Von MacDonald Dzirutwe

Harare (Reuters) – Zimbabwische Lehrer werden am Dienstag in den Streik treten, um die Gehaltszahlungen in US-Dollar zu fordern, sagte eine Gewerkschaft, als Druck auf Präsident Emmerson Mnangagwa ausgeübt wird, um eine durchgehende Währungskrise zu bewältigen.

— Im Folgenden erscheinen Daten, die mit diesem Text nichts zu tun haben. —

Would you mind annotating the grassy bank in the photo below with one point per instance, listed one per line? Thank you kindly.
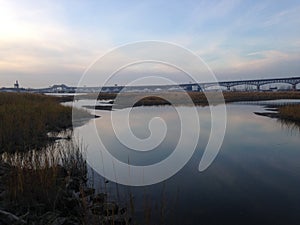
(198, 98)
(26, 120)
(290, 112)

Aufgrund des Liquiditätsengpasses ist das Finanzsystem in Simbabwe in Unordnung geraten, drohte mit sozialen Unruhen und untergrub Mnangagwas Bemühungen, ausländische Investoren zurückzugewinnen, die unter seinem Vorgänger Robert Mugabe an den Rand gedrängt wurden.

Da nicht genügend harte Währung vorhanden ist, um das auf Bankkonten ausgewiesene Geld zu stützen, ist der Wert des elektronischen Geldes gesunken, was Unternehmen und Beamte dazu veranlasst, Zahlungen in US-Dollar zu verlangen, die sie abheben können.

Nach etwas mehr als vier Monaten in Mnangagwas umstrittener Präsidentschaft sagte die simbabwische Lehrergewerkschaft (ZIMTA), dass ihre Mitglieder streiken würden, da die Inflation aufgrund der zunehmenden Inflation nicht in der Lage sei, Grundnahrungsmittel und Treibstoff zu kaufen, der knapp sei. Regierungsärzte streikten seit mehr als einem Monat in derselben Frage.

"Um den Lehrern die Möglichkeit zu geben, sich zur Arbeit zu melden und zu bleiben, fordern wir die Zahlung von Gehältern in US-Dollar", sagte der Präsident von ZIMTA, Richard Gundane, in einer Erklärung vom 6. Januar.

Die Regierung beschäftigt mehr als 100.000 Lehrer und ZIMTA hat 44.000 Mitglieder.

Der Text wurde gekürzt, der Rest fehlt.